Clayton garda le silence.

– C’était vous, n’est-ce pas ? Vous économisiez de l’argent pour Cynthia, en cachette d’Enid, exactement comme lorsque vous établissiez votre second foyer.

– Enid a eu des soupçons. Des années plus tard, alors qu’on se préparait à subir un contrôle fiscal, Enid a fait appel à un comptable. Ils ont épluché des années d’anciens relevés et trouvé des irrégularités. J’ai dû inventer une histoire, leur dire que j’avais détourné des sommes pour des dettes de jeu. Mais elle ne m’a pas cru. Elle m’a menacé d’aller dans le Connecticut et de tuer Cynthia, comme elle aurait dû le faire des années plus tôt, si je ne disais pas la vérité. Alors j’ai avoué avoir envoyé de l’argent à Tess, pour l’aider à payer les études de Cynthia. Mais j’avais tenu ma promesse : je ne l’avais jamais contactée, et, pour autant que je le sache, Cynthia me croyait mort.

– Donc, durant toutes ces années, Enid a également nourri de la rancune envers Tess.

– Elle lui en voulait d’avoir touché de l’argent qu’elle estimait lui appartenir. Cynthia et Tess étaient les deux femmes qu’elle haïssait le plus au monde, tout en n’ayant jamais rencontré aucune d’elles.

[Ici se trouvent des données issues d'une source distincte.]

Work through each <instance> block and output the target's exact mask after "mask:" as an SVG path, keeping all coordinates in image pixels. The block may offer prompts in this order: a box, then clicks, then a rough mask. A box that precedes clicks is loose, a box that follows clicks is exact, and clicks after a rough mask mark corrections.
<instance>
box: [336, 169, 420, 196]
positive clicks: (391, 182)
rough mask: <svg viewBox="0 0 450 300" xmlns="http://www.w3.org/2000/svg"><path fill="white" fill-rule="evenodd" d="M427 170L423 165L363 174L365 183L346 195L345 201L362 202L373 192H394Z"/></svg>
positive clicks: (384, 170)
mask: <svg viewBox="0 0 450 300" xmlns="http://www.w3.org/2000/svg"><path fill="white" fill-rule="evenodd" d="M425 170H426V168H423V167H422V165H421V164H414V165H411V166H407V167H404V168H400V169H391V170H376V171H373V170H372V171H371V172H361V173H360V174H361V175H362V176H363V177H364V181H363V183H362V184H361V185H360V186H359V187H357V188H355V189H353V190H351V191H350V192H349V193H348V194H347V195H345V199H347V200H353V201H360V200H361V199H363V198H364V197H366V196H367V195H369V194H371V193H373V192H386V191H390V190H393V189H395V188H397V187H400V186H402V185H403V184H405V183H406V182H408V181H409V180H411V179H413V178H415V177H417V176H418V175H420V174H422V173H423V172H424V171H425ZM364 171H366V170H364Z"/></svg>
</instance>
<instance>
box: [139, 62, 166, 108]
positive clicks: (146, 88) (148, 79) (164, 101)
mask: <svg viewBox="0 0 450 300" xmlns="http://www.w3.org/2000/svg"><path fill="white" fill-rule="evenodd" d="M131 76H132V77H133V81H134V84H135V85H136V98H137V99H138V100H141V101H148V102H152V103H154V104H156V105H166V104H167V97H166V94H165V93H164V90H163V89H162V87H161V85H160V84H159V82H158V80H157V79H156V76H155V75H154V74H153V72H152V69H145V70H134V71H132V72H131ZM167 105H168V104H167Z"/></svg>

– Alors cette histoire comme quoi vous n’êtes jamais retourné dans le Connecticut, même si vous n’avez effectivement pas revu Cynthia, c’est des bobards.

– Non, répliqua Clayton. C’est la vérité.

Et je réfléchis à cela durant un moment tandis que nous poursuivions notre route au cœur de la nuit.